Rush Limbaugh's show was syndicated in 1988. It's been a steady climb toward the top of the ratings for him and his imitators ever since, but pretty much downhill for the party they all support. Limbaugh, Sean Hannity, Laura Ingraham, and the others are enormously successful media performers and they may have single-handedly rescued AM radio from financial oblivion over the past two decades.
But while wildly popular with their devotees, these partisan bloviators are enormously unpopular with the electorate as a whole. Limbaugh, for example, has about a two-to-one unfavorable rating nationally, according to a Rasmussen Poll.
Today, in a media universe of thousands of choices, the key to economic success is to find your intense minority and play to it for all it's worth. But divisiveness is as profitable in radio as it is fatal to a mass political movement.
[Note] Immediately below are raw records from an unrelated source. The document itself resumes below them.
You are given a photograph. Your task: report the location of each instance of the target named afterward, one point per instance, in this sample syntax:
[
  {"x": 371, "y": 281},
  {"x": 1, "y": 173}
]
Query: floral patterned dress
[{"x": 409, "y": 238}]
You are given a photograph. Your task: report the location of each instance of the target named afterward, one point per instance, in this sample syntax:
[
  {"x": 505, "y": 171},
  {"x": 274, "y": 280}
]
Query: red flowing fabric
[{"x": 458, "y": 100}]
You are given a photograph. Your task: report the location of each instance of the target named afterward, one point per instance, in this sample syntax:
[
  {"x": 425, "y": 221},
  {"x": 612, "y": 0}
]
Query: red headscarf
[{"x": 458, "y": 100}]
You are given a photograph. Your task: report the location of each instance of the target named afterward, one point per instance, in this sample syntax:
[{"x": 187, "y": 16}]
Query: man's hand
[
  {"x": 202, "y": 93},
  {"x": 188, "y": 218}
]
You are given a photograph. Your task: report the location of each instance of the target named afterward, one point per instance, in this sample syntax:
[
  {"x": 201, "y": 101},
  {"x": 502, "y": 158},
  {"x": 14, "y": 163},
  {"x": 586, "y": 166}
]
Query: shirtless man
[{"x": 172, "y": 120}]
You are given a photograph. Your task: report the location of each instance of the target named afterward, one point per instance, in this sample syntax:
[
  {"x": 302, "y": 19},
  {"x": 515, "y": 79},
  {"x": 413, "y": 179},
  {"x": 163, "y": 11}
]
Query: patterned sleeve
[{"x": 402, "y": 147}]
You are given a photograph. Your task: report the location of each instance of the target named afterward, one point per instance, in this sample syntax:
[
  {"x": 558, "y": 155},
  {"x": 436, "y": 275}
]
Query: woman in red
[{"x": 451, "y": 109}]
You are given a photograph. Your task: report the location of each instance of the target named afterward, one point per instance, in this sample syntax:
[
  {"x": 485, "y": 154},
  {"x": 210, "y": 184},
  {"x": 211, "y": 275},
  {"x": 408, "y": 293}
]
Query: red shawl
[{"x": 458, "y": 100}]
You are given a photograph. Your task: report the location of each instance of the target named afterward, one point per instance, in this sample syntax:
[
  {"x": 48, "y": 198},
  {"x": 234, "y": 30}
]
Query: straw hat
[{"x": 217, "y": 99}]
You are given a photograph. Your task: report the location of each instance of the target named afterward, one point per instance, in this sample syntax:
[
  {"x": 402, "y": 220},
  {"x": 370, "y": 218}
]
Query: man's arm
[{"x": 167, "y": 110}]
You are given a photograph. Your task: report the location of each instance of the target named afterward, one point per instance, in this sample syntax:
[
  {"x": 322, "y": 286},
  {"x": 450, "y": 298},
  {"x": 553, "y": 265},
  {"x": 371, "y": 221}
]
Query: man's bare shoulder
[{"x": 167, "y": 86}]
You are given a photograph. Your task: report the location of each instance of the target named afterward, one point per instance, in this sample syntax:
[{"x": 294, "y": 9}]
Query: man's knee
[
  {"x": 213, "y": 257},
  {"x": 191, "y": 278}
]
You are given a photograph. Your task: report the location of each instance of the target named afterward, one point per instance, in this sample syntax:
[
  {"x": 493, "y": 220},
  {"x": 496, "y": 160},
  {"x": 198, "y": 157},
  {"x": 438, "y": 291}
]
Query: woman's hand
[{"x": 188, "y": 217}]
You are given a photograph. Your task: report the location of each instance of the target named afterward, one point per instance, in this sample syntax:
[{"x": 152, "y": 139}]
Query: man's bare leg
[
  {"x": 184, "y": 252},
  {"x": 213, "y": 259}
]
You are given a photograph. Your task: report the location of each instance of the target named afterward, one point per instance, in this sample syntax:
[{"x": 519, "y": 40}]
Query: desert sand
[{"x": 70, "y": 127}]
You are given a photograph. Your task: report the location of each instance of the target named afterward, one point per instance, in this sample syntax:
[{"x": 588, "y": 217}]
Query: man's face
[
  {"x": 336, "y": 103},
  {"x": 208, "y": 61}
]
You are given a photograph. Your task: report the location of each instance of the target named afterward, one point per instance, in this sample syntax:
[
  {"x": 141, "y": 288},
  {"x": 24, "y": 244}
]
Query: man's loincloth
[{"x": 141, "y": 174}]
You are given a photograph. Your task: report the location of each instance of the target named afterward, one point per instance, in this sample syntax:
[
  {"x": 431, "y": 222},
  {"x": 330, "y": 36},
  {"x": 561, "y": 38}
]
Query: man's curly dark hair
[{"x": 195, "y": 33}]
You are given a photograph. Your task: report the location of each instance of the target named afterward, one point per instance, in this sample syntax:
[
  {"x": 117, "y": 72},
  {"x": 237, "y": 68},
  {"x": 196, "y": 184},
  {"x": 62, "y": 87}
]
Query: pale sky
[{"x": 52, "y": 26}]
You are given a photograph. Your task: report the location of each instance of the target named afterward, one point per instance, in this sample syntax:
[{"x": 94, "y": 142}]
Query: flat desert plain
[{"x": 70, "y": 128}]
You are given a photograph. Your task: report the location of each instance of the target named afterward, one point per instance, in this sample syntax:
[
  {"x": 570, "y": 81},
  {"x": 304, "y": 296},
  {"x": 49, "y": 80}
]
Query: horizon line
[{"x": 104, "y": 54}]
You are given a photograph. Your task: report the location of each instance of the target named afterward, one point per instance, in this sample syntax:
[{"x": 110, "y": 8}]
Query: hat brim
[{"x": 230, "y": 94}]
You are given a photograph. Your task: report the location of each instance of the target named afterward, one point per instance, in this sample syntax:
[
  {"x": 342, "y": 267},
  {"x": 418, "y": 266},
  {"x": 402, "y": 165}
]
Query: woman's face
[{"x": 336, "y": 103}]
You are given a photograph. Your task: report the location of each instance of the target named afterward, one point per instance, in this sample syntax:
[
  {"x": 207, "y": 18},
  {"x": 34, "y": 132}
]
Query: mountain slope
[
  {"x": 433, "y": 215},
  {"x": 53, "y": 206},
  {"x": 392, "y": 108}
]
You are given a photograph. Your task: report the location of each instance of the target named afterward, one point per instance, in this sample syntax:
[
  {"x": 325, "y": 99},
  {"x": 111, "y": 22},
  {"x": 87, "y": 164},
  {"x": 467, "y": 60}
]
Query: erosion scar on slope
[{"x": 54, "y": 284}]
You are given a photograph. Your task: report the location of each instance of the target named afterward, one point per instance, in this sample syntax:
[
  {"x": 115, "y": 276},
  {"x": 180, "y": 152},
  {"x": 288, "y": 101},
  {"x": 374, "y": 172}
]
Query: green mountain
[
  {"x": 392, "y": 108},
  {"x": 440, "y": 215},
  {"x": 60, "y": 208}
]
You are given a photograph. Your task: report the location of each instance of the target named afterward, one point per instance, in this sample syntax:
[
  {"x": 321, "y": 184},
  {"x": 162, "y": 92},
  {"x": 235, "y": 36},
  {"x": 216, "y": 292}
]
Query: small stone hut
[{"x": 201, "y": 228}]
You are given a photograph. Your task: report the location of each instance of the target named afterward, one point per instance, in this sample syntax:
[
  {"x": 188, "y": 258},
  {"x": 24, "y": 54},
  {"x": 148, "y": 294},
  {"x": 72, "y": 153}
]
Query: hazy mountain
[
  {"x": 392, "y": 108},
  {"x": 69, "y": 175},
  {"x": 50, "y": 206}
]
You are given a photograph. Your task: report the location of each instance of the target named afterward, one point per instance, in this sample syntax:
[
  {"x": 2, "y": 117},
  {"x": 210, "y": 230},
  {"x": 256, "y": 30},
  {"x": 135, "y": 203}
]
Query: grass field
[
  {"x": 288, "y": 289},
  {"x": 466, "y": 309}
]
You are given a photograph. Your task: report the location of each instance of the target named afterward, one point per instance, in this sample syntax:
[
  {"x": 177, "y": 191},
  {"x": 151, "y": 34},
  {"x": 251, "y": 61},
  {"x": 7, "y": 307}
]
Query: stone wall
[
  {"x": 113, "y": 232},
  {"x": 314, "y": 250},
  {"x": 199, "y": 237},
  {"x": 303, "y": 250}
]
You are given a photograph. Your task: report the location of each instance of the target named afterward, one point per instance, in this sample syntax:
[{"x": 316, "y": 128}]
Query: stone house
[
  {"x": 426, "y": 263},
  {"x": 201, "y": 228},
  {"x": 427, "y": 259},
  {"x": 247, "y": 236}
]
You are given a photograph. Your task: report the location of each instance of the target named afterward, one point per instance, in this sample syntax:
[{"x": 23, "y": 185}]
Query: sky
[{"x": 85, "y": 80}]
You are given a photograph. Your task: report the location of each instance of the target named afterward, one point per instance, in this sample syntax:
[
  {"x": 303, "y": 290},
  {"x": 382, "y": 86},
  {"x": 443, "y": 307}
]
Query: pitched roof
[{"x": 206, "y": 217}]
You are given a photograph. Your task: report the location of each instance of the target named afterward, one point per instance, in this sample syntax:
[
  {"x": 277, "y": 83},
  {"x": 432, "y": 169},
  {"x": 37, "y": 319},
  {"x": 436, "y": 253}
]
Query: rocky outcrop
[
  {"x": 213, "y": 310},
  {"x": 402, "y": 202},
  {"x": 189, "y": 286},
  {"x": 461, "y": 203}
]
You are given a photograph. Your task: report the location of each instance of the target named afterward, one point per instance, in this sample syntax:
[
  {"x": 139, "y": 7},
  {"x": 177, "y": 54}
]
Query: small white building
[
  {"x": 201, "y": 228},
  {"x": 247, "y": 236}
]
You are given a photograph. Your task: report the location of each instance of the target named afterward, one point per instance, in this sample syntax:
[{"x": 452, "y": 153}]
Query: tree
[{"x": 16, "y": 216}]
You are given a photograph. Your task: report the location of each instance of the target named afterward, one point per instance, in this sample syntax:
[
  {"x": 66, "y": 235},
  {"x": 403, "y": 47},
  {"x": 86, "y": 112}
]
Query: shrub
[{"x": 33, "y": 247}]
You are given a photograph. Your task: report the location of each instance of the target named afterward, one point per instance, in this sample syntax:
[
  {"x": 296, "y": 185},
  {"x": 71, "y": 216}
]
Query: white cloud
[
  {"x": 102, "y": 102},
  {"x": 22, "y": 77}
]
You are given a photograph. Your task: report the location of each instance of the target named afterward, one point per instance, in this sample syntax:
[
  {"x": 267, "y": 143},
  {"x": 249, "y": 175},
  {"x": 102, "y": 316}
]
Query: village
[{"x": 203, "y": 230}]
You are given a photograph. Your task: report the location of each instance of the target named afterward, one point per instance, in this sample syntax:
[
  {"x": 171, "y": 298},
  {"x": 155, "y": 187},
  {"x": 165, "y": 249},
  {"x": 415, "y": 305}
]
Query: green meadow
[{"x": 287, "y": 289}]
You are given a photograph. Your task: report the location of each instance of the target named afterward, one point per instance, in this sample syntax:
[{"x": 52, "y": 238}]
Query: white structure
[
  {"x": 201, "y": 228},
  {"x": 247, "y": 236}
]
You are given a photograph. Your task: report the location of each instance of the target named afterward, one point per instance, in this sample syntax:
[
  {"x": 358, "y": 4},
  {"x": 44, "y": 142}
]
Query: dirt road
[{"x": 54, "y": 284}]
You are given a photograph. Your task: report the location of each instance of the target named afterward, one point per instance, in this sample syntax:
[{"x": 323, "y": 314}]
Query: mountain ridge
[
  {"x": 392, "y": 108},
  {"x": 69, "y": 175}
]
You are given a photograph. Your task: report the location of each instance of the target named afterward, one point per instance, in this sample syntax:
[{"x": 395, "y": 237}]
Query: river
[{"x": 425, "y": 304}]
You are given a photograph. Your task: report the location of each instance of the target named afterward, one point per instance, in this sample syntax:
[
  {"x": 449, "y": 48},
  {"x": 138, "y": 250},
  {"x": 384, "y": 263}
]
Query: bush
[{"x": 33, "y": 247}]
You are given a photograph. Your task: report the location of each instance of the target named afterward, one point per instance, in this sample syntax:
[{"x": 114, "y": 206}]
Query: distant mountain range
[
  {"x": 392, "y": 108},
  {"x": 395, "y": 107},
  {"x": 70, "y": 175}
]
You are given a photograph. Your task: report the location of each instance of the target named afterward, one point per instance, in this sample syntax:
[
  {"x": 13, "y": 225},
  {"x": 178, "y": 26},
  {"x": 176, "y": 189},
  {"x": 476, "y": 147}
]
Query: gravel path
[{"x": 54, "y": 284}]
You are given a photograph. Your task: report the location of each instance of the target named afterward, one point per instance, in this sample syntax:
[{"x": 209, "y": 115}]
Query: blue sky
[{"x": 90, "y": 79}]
One can see this tension being played out even now. Sarah Palin energizes the talk-radio base and is already being pushed as the inevitable next GOP leader. But Palin — like most talk-radio champions — is enormously divisive. Good for ratings; bad for politics.
The Republicans do have a Reagan/Godfrey-like figure right in their midst. Aside from Barack Obama, of course, the biggest political success story of 2008 was Mike Huckabee, who emerged from absolutely nowhere, with no money, to become a national figure. He is quite conservative but virtually alone in his party. He speaks the language of economic populism in an amiable way that reassures voters.
The key to a Republican revival will be whether they head in the direction of Huckabee and the stylistic mainstream embodied by Reagan, or in the discordant direction of Palin. The economic imperatives of talk radio will push them toward Palin. But unless the Republicans learn how to preach to the masses and not the choir, they're going to remain in the proverbial wilderness for a very long time.